A scanning transmission electron microscope image (STEM) of single perovskite quantum dots. A new study shows that single perovskite quantum dots could be a fundamental building block for quantum-photonic technologies for computing and communications. Courtesy of H. Utzat et al./MIT and ETH Zurich.
“This quantum interference between different indistinguishable single photons is the basis of many optical quantum information technologies using single photons as information carriers,” said researcher Hendrik Utzat. “But it only works if the photons are coherent, meaning they preserve their quantum states for a sufficiently long time.”
The team demonstrated that individual colloidal lead halide perovskite quantum dots (PQDs) could display highly efficient single-photon emission with optical coherence times as long as 80 picoseconds (ps). The researchers found that the perovskites could emit photons very quickly after being stimulated by a laser beam, and that the perovskite quantum dots had very little interaction with their surroundings, enhancing their coherence properties and stability.
Previous chemically made colloidal quantum dot materials had impractically short coherence times, but this team found that making the quantum dots from perovskites produced coherence levels that were more than 1000 times better than previous versions. According to the researchers, the coherence properties of these colloidal perovskite quantum dots can approach the levels of established emitters, such as atom-like defects in diamond or quantum dots grown using gas-phase beam epitaxy.
“Without having a source of coherent single photons, you can’t use any of the quantum effects that are the foundation of optical quantum information manipulation,” said professor Moungi Bawendi. Another important quantum effect that can be harnessed by having coherent photons, Bawendi said, is entanglement, in which two photons essentially behave as if they were one.
The next step for the researchers will be to work on optimizing and improving the performance of their quantum dots to make them scalable and practical. Specifically, they will work toward achieving 100 percent indistinguishability in the photons produced by the quantum dots. So far, they have reached 20 percent.

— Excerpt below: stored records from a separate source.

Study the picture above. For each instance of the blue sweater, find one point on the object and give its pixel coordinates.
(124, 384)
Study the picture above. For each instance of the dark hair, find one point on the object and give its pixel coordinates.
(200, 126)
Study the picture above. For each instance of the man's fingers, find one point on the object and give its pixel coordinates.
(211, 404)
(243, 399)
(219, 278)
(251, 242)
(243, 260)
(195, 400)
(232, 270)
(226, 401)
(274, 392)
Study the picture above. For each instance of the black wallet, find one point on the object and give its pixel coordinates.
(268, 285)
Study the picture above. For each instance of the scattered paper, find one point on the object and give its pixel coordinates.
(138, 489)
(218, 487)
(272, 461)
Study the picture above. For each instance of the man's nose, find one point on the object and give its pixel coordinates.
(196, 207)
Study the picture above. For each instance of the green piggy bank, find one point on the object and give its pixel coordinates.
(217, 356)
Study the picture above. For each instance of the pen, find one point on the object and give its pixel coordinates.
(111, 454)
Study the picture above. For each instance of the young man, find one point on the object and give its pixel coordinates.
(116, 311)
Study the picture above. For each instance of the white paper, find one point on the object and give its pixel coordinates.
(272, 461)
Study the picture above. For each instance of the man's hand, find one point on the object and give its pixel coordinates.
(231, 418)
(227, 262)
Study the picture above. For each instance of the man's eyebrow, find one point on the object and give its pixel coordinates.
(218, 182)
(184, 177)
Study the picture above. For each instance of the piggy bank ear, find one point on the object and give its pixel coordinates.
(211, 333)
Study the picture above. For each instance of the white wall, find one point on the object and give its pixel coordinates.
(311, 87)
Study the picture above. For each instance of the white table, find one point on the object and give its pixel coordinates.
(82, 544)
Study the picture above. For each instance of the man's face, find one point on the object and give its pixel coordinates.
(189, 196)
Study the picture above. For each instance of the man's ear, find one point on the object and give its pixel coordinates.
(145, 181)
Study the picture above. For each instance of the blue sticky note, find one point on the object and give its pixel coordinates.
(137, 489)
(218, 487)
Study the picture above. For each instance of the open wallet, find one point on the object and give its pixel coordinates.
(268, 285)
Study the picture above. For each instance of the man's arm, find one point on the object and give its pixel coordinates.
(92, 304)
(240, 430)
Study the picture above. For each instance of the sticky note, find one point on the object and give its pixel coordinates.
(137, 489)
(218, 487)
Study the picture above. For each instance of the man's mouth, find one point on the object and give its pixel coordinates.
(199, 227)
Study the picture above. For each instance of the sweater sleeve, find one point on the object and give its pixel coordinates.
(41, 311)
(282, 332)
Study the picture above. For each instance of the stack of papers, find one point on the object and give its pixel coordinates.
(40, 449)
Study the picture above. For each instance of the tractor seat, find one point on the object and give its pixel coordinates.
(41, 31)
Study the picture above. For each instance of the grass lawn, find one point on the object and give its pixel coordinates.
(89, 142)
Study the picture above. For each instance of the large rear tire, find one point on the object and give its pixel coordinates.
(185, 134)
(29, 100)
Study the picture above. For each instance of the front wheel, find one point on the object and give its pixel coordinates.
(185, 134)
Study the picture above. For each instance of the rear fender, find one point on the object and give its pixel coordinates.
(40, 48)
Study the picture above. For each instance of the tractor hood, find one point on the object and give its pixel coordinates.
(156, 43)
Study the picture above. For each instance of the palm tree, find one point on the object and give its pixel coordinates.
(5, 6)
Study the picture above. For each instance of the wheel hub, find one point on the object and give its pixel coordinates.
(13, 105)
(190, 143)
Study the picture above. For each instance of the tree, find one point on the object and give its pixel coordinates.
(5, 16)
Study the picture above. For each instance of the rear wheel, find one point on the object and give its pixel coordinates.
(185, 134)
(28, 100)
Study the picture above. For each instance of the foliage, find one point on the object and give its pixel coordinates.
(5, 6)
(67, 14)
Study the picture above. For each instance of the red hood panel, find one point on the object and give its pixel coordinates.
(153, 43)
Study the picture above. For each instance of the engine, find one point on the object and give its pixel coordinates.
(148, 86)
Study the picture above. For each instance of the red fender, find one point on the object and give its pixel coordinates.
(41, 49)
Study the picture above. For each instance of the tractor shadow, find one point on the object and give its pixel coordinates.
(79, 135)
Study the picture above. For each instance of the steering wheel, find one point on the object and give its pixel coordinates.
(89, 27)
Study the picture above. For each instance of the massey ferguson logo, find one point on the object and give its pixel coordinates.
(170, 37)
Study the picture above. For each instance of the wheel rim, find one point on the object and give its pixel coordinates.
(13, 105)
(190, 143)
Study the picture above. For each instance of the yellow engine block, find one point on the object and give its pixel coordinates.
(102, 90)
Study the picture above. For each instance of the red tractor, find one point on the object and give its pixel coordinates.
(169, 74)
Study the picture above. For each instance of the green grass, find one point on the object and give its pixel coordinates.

“Perovskite quantum dots still have a long way to go until they become applicable in real applications,” Utzat said, “but this is a new materials system available for quantum photonics that can now be optimized and potentially integrated with devices.”
These results could be a starting point for the design of lead halide perovskite-based quantum emitters with fast emission, wide spectral tunability, and scalable production. “Our study is very fundamental,” Bawendi said. “However, it’s a big step toward developing a new material platform that is promising.”